Bitcoin surges as Amazon dips its crypto toe and Elon Musk mulls return

When a simple job ad appears to spark resurgence in the value of Bitcoin, it shows how the crypto world is salivating for every nugget of news about the future use case for digital currencies.

Although Amazon has scores of openings for blockchain specialists, it was the listing for a digital currency and blockchain product lead that has led to heightened speculation that crypto currency payments could be integrated on its platforms.

Over the past 24 hours Bitcoin has risen by 11 per cent, Ethereum by 8 per cent and Dogecoin by 11 per cent.

Given the might of Amazon Web Services, Susannah Streeter, a senior investment and markets analyst at Hargreaves Lansdown in London, is not surprised that the tech giant wants to be at the cutting edge of new payments technology.

“Establishing a new digital currency is likely to be on the agenda.

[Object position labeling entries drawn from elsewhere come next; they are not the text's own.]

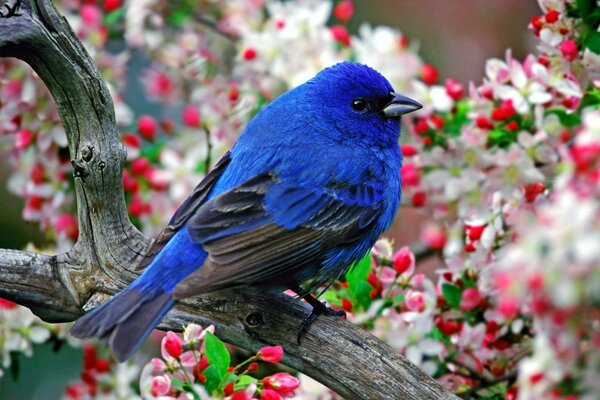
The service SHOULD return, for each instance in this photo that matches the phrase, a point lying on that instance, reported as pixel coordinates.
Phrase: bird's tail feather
(126, 320)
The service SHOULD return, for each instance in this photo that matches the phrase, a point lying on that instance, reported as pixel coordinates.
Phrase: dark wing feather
(247, 247)
(185, 211)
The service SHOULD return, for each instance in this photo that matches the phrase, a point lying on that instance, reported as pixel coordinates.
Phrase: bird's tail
(126, 320)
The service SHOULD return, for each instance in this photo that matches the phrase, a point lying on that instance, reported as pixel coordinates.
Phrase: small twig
(420, 251)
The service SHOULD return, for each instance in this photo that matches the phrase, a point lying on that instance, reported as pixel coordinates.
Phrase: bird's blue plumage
(310, 185)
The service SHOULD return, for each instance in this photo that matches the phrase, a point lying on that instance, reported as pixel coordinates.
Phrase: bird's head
(354, 101)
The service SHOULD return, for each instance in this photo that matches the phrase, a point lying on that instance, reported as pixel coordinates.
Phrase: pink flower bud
(474, 231)
(408, 150)
(403, 260)
(191, 116)
(129, 139)
(160, 385)
(67, 224)
(270, 354)
(147, 127)
(470, 299)
(23, 138)
(249, 54)
(269, 394)
(241, 395)
(341, 35)
(172, 345)
(415, 301)
(429, 74)
(344, 10)
(419, 199)
(508, 308)
(454, 89)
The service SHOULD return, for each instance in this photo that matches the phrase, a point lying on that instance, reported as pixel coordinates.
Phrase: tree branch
(60, 287)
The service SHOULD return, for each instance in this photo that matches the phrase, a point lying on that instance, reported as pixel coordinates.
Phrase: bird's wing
(185, 211)
(253, 237)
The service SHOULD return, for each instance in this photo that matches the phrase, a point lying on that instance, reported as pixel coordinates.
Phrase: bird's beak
(400, 105)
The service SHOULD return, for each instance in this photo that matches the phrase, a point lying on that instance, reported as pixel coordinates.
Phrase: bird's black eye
(359, 105)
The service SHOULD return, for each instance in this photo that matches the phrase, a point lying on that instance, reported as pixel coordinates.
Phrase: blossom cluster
(20, 329)
(505, 173)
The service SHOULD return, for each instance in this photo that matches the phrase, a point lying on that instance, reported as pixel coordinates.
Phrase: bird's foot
(318, 308)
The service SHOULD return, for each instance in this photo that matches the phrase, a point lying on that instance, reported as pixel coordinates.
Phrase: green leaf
(452, 294)
(151, 151)
(592, 42)
(584, 6)
(243, 382)
(358, 286)
(176, 383)
(217, 354)
(213, 379)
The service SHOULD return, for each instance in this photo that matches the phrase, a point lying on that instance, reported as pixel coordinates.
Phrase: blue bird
(311, 183)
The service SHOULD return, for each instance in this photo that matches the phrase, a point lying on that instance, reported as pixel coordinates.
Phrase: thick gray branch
(58, 288)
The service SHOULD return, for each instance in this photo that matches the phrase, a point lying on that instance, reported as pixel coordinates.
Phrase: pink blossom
(569, 50)
(415, 301)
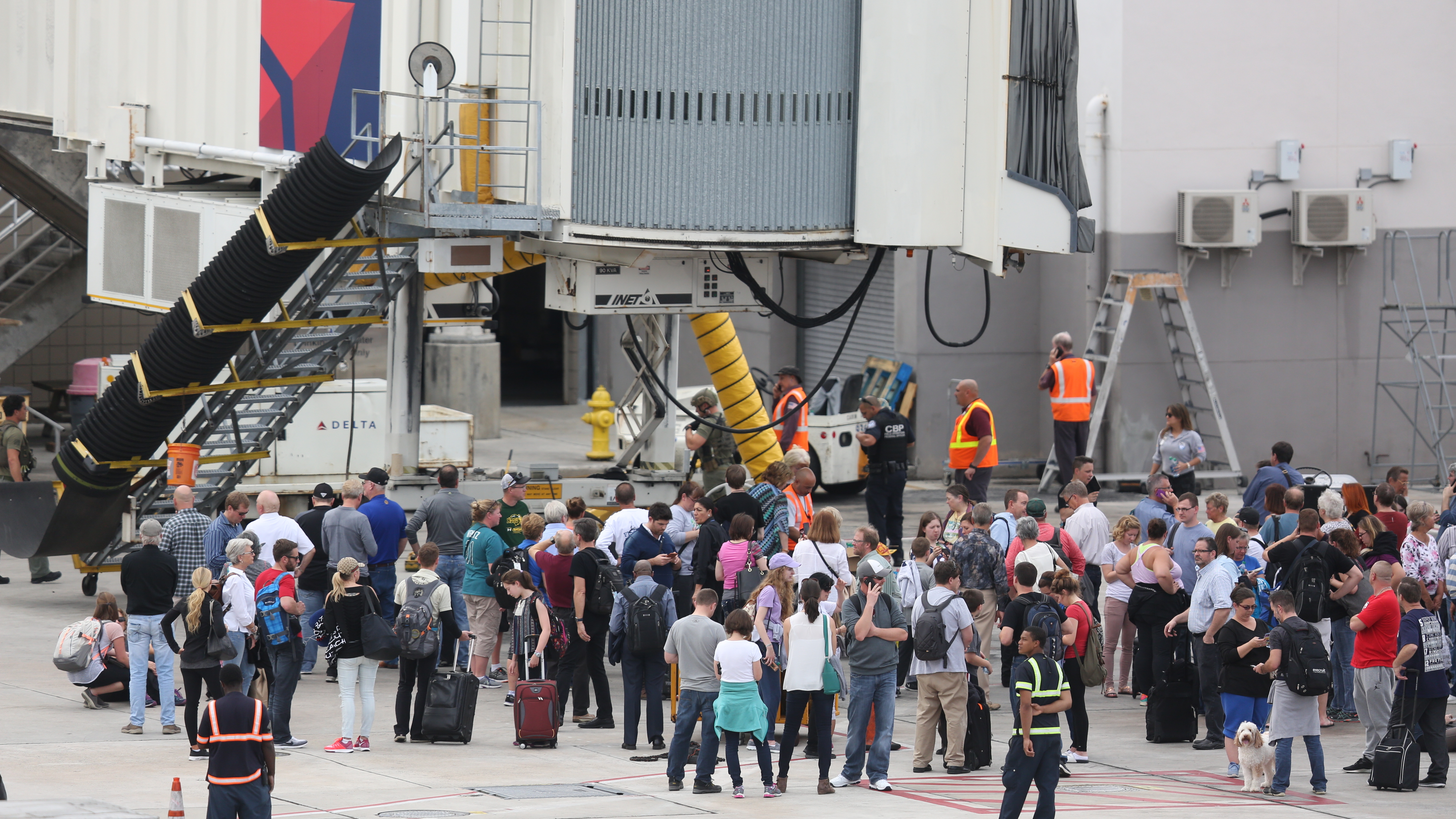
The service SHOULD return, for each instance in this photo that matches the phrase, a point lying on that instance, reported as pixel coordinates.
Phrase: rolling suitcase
(977, 729)
(450, 707)
(538, 712)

But the expectation that payment may also be accepted from  the current crypto kids on the block has also led to a spike in their value,” Streeter said.

Elon Musk interview

Crypto fans are also hanging on every word of Elon Musk and his hint that Tesla could start accepting Bitcoin again is also behind the crypto bounce, Streeter pointed out.

“The suspension of Bitcoin as a means of payment for Tesla cars sent the crypto world reeling in May, but in a debate with Twitter CEO Jack Dorsey, Musk indicated that could change given mining has reached a tipping point, with much more renewable energy used instead of fossil fuels,” she added.

Crypto assets are also largely following sentiment in financial markets. The sharp fall in stock markets around the world a week ago, was mirrored in the crypto world, and the rebound came as fears  receded about the impact of new variants on economic recovery.

“The sensitivity of crypto coins and tokens remains stark, and given the uncertain landscape ahead, with central banks looking to develop their own digital coins, investors should be wary of speculating with money they can’t afford to lose,” Streeter concluded.